John Lithgow is especially memorable as the deranged Dr. Emilio Lizardo (a former colleague of Banzai’s father, Professor Hikita), whose body is inhabited by the Red Lectroid leader John Whorfin (one of the running jokes is that all of the Lectroids are named John).  He delivers some of the film’s funniest lines (“Laugh while you can, monkey boy!”), and it’s hard not to smile at his megalomaniacal rants, which were inspired by Benito Mussolini.  He’s flanked by his Lectroid henchmen John Bigboote (Christopher Lloyd), John O’Connor (Vincent Schiavelli), and John Gomez (Dan Hedaya).

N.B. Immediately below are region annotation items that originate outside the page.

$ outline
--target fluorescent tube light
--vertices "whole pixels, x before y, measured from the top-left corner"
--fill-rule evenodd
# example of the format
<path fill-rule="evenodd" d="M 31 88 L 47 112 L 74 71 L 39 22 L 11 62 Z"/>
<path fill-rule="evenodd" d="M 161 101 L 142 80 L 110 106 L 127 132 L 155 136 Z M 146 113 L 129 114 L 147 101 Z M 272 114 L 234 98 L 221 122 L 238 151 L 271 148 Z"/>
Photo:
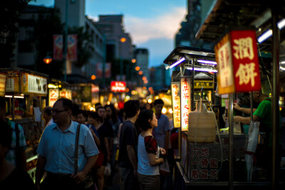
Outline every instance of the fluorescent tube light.
<path fill-rule="evenodd" d="M 217 63 L 215 61 L 213 61 L 198 59 L 198 60 L 197 60 L 197 61 L 199 62 L 199 63 L 202 63 L 202 64 L 206 64 L 217 65 Z"/>
<path fill-rule="evenodd" d="M 277 26 L 278 26 L 278 28 L 279 28 L 279 29 L 283 29 L 285 26 L 285 19 L 282 19 L 281 21 L 279 21 L 277 23 Z"/>
<path fill-rule="evenodd" d="M 277 23 L 277 26 L 279 30 L 282 29 L 285 26 L 285 19 L 281 19 Z M 272 30 L 271 29 L 266 30 L 266 31 L 265 31 L 264 34 L 262 34 L 257 38 L 257 41 L 259 43 L 262 43 L 264 40 L 267 39 L 271 36 L 272 36 Z"/>
<path fill-rule="evenodd" d="M 182 62 L 183 62 L 184 61 L 185 61 L 185 58 L 182 57 L 182 59 L 180 59 L 179 61 L 176 61 L 175 63 L 174 63 L 173 64 L 172 64 L 169 69 L 172 69 L 173 67 L 175 67 L 175 66 L 181 64 Z"/>
<path fill-rule="evenodd" d="M 12 97 L 13 97 L 13 96 L 11 96 L 11 95 L 5 95 L 5 98 L 12 98 Z M 24 96 L 14 96 L 14 97 L 16 99 L 24 99 Z"/>
<path fill-rule="evenodd" d="M 192 70 L 192 68 L 190 67 L 190 66 L 186 67 L 186 69 L 188 70 Z M 194 71 L 213 72 L 213 73 L 217 73 L 218 71 L 216 69 L 206 69 L 206 68 L 197 68 L 197 67 L 194 67 Z"/>
<path fill-rule="evenodd" d="M 262 43 L 264 40 L 269 38 L 271 36 L 272 36 L 272 30 L 267 30 L 266 32 L 259 36 L 259 37 L 258 37 L 257 41 L 259 43 Z"/>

The Adventures of Buckaroo Banzai is peppered with eccentric touches throughout.  These little details, too numerous to catalogue, reward on subsequent viewings and make the film so endearing to many and off-putting to others.  A few highlights include: the fanciful design of the jet car, obviously derived from a common Ford pickup truck; the President (Ronald Lacey), laid up in a hospital room and confined to a rotating bed while contemplating signing a Declaration of War: The Short Form; or a stray line of dialogue referencing a Beach Boys song.  Anyone trying to divine too much sense from the proceedings is missing the point


In the end credits, a sequel, Buckaroo Banzai Against the World Crime League, was promised, but never made.  Over the years, efforts to resurrect the character on the big and small screen, including a proposed television series, ended up going nowhere.  I would love to have seen where the further adventures of Buckaroo Banzai could have taken us, but I suppose we’ll have to resign ourselves to enjoying this one-of-a-kind bit of inspired lunacy.  Is this for everyone?  Nope, and that’s a good thing.  The film’s off-center sensibilities were never designed for mass acceptance, yet The Adventures of Buckaroo Banzai managed to find its audience.  I may wonder how it ever got made in the first place, but I’m certainly thankful for it.